Stock-specific approach
At current market levels, “we do not see any significant pockets or sectors of undervaluation.
“We may need to be more stock-specific in our approach as we step into 2011. As we see inflation as one of the likely risks going forward, we believe that the sectors insulated from inflation-related negatives may out-perform the broader market.”
Mid- and small-cap segments of the market usually move in spurts. The valuation gap relative to the large-cap segment was huge at the start of up-move and hence witnessed sharp rally in mid and small-cap stocks that outpaced large-cap stocks by a wide margin for about a year between mid-2009 and mid-2010.
After this rally, the valuation differential between the two segments has narrowed significantly and the absolute valuations of mid- and small-cap segments have also risen. The markets have already witnessed mid- and small-cap segments underperforming relatively against the large-cap segment by 10-15 per cent in the past six months or so. “From hereon, we believe one needs to be stock-specific even in mid- and small-cap segments as in the broader market,” Mr. Upadhyaya added.
In terms of sectors, consumer durables, pharmaceuticals, industrials, energy and financials are likely to do well, Mirae Asset Global Investment Group stated in a report on Market Outlook 2011. The FII stated that it continued to prefer consumption where trends remain healthy, led by rising incomes, favourable demographics and an easier financing environment.

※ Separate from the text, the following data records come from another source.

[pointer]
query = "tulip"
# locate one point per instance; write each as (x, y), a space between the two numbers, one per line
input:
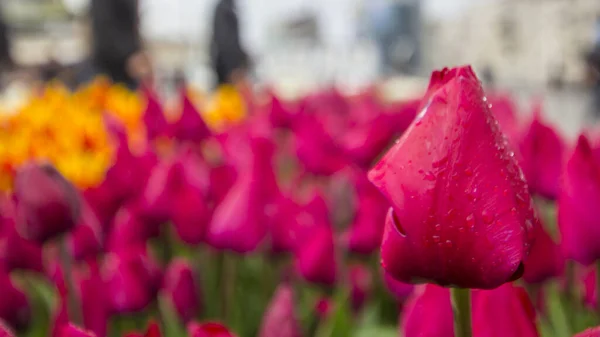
(545, 261)
(361, 285)
(180, 287)
(505, 311)
(71, 330)
(315, 257)
(208, 330)
(5, 331)
(190, 126)
(132, 280)
(14, 306)
(280, 317)
(543, 152)
(592, 332)
(477, 238)
(580, 191)
(364, 235)
(47, 204)
(428, 304)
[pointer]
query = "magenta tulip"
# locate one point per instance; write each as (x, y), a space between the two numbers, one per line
(181, 288)
(428, 304)
(546, 260)
(505, 311)
(579, 194)
(47, 204)
(477, 238)
(280, 318)
(190, 126)
(208, 330)
(543, 152)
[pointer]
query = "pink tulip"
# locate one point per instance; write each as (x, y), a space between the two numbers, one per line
(315, 257)
(505, 311)
(190, 126)
(132, 280)
(543, 153)
(592, 332)
(181, 288)
(580, 191)
(47, 205)
(361, 285)
(208, 330)
(461, 211)
(5, 331)
(280, 318)
(546, 260)
(428, 304)
(14, 306)
(71, 330)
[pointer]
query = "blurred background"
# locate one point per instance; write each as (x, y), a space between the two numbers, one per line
(528, 46)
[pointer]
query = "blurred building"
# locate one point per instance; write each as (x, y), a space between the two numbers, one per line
(523, 42)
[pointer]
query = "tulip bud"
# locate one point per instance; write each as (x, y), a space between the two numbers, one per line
(579, 194)
(47, 204)
(180, 287)
(280, 317)
(208, 330)
(461, 215)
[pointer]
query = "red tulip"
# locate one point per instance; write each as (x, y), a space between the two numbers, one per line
(505, 311)
(47, 204)
(132, 280)
(477, 238)
(14, 306)
(579, 194)
(5, 331)
(208, 330)
(181, 288)
(592, 332)
(280, 317)
(545, 260)
(71, 330)
(315, 257)
(429, 303)
(361, 285)
(190, 126)
(543, 151)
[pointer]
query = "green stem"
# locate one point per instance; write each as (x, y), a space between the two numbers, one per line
(73, 307)
(461, 305)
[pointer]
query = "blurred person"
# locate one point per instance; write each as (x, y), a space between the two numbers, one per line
(116, 43)
(228, 57)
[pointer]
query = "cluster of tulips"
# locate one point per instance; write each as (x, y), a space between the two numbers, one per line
(327, 215)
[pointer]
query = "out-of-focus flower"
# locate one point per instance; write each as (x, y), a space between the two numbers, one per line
(208, 329)
(505, 311)
(47, 204)
(132, 280)
(543, 152)
(477, 238)
(429, 304)
(280, 317)
(579, 193)
(14, 306)
(361, 284)
(180, 287)
(592, 332)
(545, 260)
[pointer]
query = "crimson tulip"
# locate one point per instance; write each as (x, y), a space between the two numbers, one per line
(181, 288)
(280, 318)
(477, 238)
(47, 205)
(543, 152)
(209, 329)
(579, 194)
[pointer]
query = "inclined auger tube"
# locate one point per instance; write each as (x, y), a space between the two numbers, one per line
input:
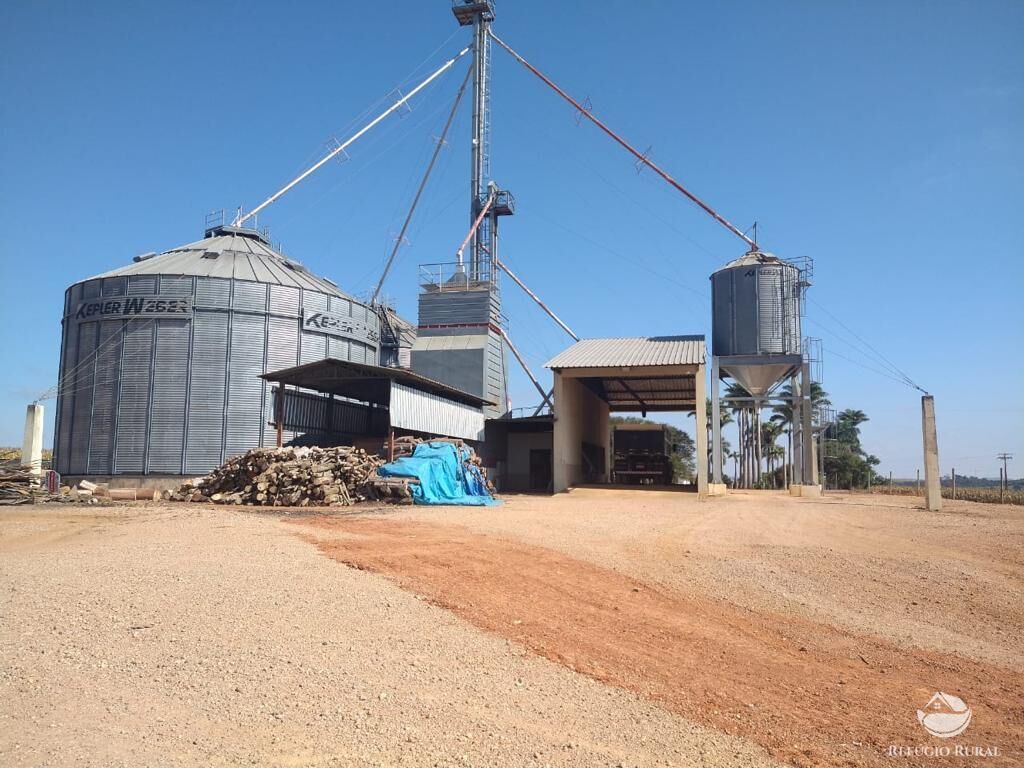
(242, 218)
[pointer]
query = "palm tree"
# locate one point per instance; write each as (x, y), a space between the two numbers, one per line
(726, 418)
(848, 426)
(782, 415)
(770, 431)
(741, 409)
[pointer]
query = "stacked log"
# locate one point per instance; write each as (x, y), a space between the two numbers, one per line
(19, 485)
(296, 477)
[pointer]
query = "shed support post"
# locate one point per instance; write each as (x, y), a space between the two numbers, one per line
(700, 412)
(32, 444)
(797, 454)
(810, 470)
(933, 488)
(280, 415)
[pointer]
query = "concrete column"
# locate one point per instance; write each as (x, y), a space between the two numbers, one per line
(933, 488)
(564, 440)
(810, 469)
(797, 410)
(701, 427)
(716, 424)
(32, 445)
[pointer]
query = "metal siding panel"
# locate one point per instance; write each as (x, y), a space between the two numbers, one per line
(177, 285)
(82, 384)
(206, 403)
(249, 296)
(66, 400)
(243, 268)
(285, 300)
(314, 302)
(455, 307)
(104, 401)
(744, 298)
(340, 305)
(339, 348)
(133, 404)
(423, 412)
(140, 285)
(91, 290)
(115, 286)
(213, 292)
(245, 392)
(313, 348)
(170, 389)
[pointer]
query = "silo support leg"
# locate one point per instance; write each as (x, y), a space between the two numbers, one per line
(700, 412)
(717, 486)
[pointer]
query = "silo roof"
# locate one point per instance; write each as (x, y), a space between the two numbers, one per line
(754, 257)
(233, 253)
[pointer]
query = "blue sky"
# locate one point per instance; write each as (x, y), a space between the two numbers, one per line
(882, 139)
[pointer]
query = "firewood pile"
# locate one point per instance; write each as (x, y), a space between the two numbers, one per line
(297, 477)
(19, 485)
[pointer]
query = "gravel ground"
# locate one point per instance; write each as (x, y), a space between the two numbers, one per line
(949, 582)
(175, 635)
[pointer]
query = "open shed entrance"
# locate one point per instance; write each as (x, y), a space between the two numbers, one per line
(597, 377)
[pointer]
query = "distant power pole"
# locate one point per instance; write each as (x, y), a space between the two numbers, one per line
(1006, 477)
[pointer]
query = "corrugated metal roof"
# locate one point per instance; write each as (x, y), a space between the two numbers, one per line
(649, 350)
(230, 252)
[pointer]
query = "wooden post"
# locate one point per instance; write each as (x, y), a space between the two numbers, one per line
(280, 415)
(933, 488)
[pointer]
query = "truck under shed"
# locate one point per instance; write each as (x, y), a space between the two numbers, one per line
(358, 400)
(597, 377)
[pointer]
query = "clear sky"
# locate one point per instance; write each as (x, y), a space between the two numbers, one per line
(883, 139)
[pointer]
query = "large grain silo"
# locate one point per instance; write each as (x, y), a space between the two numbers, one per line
(160, 359)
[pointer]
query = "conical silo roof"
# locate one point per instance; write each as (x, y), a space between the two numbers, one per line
(233, 253)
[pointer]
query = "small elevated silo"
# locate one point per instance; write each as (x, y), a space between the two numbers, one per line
(160, 359)
(756, 305)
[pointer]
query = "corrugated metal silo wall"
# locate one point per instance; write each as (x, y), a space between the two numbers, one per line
(756, 310)
(178, 395)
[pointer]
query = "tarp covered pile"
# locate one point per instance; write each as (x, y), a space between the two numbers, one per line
(446, 474)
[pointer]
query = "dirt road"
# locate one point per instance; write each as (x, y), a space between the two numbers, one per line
(187, 636)
(596, 628)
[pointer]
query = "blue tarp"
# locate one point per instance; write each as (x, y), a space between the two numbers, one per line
(444, 477)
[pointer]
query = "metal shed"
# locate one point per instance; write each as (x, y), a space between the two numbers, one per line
(597, 377)
(392, 398)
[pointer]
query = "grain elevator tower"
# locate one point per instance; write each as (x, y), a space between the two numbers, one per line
(459, 338)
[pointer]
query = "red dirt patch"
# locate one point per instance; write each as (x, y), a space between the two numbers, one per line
(811, 693)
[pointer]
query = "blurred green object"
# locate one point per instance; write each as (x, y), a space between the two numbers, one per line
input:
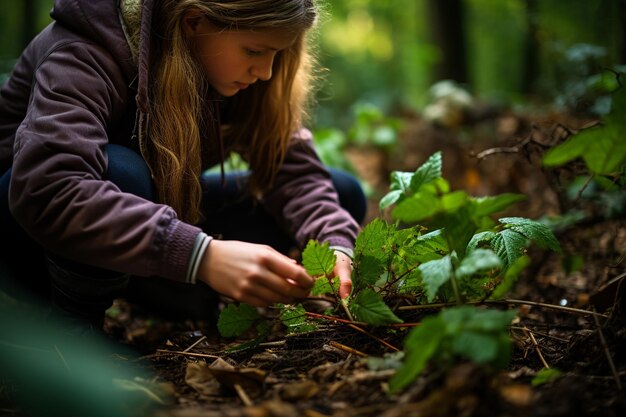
(52, 372)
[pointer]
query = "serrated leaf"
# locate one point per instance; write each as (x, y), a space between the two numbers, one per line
(427, 172)
(417, 207)
(295, 319)
(318, 259)
(435, 274)
(510, 277)
(539, 233)
(479, 260)
(421, 345)
(509, 245)
(494, 204)
(390, 198)
(369, 307)
(323, 287)
(235, 320)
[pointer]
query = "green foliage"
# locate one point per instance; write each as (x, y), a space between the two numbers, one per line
(369, 306)
(545, 376)
(463, 332)
(319, 261)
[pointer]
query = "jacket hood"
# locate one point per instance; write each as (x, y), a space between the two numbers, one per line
(100, 21)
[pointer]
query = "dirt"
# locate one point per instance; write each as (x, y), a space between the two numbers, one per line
(571, 314)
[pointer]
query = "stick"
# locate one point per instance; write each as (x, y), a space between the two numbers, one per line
(507, 301)
(608, 353)
(179, 352)
(379, 340)
(195, 344)
(241, 392)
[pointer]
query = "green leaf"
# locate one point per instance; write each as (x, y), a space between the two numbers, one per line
(535, 231)
(295, 319)
(494, 204)
(435, 274)
(323, 287)
(421, 345)
(509, 245)
(510, 277)
(369, 307)
(390, 198)
(545, 376)
(235, 320)
(478, 261)
(417, 207)
(427, 172)
(318, 259)
(371, 253)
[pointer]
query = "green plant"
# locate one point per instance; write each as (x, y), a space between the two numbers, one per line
(442, 246)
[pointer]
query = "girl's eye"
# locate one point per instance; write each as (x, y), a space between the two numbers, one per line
(253, 52)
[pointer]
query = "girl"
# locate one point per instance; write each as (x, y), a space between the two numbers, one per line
(107, 124)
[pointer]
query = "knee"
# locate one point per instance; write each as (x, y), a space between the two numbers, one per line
(351, 194)
(127, 169)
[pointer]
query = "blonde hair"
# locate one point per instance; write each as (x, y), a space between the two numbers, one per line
(182, 113)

It sees a shift beyond consumer staples to automobile, media, cable distribution, retailing, healthcare and airlines — all beneficiaries of higher income levels. Increasing rural consumption on the back of higher crop realisations, rising wages and wealth effects through higher land and gold prices, will provide a multi-year theme.
The introduction of a Direct Tax Code will provide further relief to the salaried class and boost consumption. It also prefers pharmaceuticals over consumer staples as the market for Western medicines still has low penetration rates, the domestic industry is estimated to be expanding in the high double-digits per annum, and a huge patent expiry of drugs in the developed markets remains an added demand trigger.

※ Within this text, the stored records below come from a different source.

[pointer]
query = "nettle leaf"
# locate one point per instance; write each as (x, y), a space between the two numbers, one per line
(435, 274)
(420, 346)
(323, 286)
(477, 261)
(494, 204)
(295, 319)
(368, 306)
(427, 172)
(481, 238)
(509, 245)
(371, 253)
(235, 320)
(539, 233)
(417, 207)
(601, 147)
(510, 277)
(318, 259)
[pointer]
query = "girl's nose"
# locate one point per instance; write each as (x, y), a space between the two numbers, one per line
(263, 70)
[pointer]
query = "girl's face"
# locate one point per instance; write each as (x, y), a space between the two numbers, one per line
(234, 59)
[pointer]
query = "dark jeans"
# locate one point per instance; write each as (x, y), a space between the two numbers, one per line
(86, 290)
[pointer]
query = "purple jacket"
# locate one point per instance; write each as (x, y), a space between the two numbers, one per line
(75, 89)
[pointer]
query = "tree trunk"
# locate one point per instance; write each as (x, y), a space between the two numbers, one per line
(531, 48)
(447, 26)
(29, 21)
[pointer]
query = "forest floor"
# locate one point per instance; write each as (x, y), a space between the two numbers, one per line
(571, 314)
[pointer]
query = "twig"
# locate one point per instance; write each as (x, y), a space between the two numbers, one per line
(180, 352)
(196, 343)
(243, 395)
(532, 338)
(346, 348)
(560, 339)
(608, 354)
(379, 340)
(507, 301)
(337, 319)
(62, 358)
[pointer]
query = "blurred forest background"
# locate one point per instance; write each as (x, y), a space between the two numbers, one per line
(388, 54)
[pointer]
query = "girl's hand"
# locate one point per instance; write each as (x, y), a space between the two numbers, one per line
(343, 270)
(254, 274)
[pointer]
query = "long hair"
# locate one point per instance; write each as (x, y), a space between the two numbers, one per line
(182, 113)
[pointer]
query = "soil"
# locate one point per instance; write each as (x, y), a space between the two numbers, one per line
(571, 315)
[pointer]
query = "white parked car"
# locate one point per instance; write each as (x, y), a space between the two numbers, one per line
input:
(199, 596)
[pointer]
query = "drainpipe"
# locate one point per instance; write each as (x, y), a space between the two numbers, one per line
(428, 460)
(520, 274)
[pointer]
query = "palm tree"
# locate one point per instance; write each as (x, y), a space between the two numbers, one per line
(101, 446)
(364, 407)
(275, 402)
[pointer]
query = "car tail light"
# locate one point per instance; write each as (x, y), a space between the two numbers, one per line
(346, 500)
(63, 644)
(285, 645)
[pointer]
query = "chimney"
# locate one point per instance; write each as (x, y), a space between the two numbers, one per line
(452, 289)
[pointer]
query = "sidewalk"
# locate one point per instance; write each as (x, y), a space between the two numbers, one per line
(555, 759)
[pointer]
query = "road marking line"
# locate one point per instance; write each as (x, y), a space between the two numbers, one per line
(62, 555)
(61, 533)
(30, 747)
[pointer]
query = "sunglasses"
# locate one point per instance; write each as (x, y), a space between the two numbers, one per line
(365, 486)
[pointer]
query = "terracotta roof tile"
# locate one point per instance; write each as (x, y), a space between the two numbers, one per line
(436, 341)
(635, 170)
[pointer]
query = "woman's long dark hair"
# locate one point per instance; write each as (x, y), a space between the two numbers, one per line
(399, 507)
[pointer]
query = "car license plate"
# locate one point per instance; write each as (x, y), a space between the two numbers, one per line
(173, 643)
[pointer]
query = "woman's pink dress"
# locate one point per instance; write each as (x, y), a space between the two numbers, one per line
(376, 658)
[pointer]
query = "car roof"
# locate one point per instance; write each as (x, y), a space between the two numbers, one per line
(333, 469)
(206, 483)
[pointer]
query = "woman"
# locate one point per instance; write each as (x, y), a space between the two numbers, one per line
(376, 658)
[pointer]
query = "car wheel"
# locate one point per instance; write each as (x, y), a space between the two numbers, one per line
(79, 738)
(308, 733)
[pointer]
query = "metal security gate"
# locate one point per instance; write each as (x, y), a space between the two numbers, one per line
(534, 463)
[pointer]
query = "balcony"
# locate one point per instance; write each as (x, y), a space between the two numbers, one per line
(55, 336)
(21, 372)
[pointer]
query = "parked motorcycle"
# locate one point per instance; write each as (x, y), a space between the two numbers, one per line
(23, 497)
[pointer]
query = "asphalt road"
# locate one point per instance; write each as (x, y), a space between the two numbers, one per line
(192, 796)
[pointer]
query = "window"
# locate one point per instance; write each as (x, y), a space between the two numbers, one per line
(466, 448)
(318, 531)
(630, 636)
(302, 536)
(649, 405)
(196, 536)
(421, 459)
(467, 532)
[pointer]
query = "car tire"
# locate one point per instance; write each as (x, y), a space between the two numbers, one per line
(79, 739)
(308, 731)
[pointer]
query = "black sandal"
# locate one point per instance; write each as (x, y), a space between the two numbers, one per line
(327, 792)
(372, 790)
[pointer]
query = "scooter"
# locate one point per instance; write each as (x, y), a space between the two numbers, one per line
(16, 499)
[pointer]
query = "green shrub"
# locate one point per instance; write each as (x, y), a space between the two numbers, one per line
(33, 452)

“We continue to like financials high RoEs (return on equity), low NPAs (non-performing assets) as a good proxy on the strong domestic economy, and IT as a beneficiary of strong offshoring trends by global companies to cut costs.” Industrials could be the dark horse of 2011 if the government gets its act together on infrastructure spending and the private sector embarks on capacity expansion after 18 months of strong demand.
“Though in the near-term, it may remain weak on European sovereign debt concerns, we believe any significant correction would be a good opportunity to increase exposure to a long-term growth story like India where demographics, entrepreneurship, free press and development-focussed governance will likely produce a golden period of returns for equity investors in the coming decades,” Mirae Asset Global Investment Group advised investors. However, it alerted that a significant rise in oil prices, a reversal of global liquidity and no up-tick in the investment cycle were the biggest risks to the India story.
Key factors
The key factors behind strong performance in 2010 were strong resilience of the domestic economy during the global financial meltdown, India's demographic dividend, strong consumer demand, less reliance on exports, benign oil prices and strong global liquidity.
Mirae Asset Global Investment Group expects Indian markets to remain strong in 2011 on robust corporate earnings, improving ROE and expectations of strong global liquidity.
A significant upturn in the investment cycle would be the key driver for continuous strong performance.